Sudanese rebels free eight, including four journalists
LIBREVILLE, Sept 29 (AFP) — Rebels in the Darfur region of western Sudan have freed eight people, four of them journalists, whom they have been holding since mid-August, the International Committee of the Red Cross (ICRC) said Wednesday.
The eight, all Sudanese, were seized on August 18 about 30 kilometres (18 miles) from Nyala, capital of the province of South Darfur. Four worked for a local television station, the others for the Humanitarian Aid Commission (HAC), a Sudanese government organisation.

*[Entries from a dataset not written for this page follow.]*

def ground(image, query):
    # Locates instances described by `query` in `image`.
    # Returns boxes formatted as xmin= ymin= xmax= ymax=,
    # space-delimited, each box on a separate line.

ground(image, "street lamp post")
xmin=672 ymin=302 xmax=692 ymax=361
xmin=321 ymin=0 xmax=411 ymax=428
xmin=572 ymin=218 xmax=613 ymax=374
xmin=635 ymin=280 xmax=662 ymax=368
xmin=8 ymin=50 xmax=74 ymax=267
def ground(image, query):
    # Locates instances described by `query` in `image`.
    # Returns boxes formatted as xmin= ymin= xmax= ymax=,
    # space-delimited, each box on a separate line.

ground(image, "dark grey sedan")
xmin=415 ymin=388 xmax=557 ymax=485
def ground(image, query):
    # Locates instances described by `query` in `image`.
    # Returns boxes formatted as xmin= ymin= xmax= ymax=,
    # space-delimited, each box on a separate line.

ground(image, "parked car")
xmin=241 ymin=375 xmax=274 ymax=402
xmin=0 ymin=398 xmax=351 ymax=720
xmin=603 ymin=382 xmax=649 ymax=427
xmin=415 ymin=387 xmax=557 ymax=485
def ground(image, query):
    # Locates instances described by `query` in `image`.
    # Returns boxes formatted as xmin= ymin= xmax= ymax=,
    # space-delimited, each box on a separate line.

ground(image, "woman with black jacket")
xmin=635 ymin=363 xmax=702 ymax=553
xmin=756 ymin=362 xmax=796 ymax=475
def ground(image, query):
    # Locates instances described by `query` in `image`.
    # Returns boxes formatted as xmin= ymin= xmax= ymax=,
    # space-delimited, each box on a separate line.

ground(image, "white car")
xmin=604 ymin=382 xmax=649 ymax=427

“On September 18 the ICRC handed over to the HAC a group of eight people until then held by the Sudanese Liberation Army (SLA),” the ICRC said in a statement sent from its office in Yaounde, capital of Cameroon, and received by AFP in Libreville.
“The ICRC agreed to act as an impartial intermediary in view of this release… The members of the group were first handed over by the SLA to representatives of the ICRC, who then accompanied them to the HAC ofice in Nyala,” the statement said.
Earlier this month a spokesman for the Sudan Liberation Movement, the political arm of the SLA and one of two rebel groups in Darfur, had denied holding any journalists.
“No journalist is in our custody. It is all lies and part of the propaganda of the Sudanese government,” Abduljabbar Dofa, a spokesman for the Sudan Liberation Movement (SLM), told AFP on September 11.
The two main rebel groups, the SLM/SLA and the Justice and Equality Movement, began an uprising against the government in February 2003.
Between 30,000 and 50,000 people have died in the conflict that has displaced some 1.4 million and forced an estimated 180,000 to flee into neighboring Chad, according to the UN.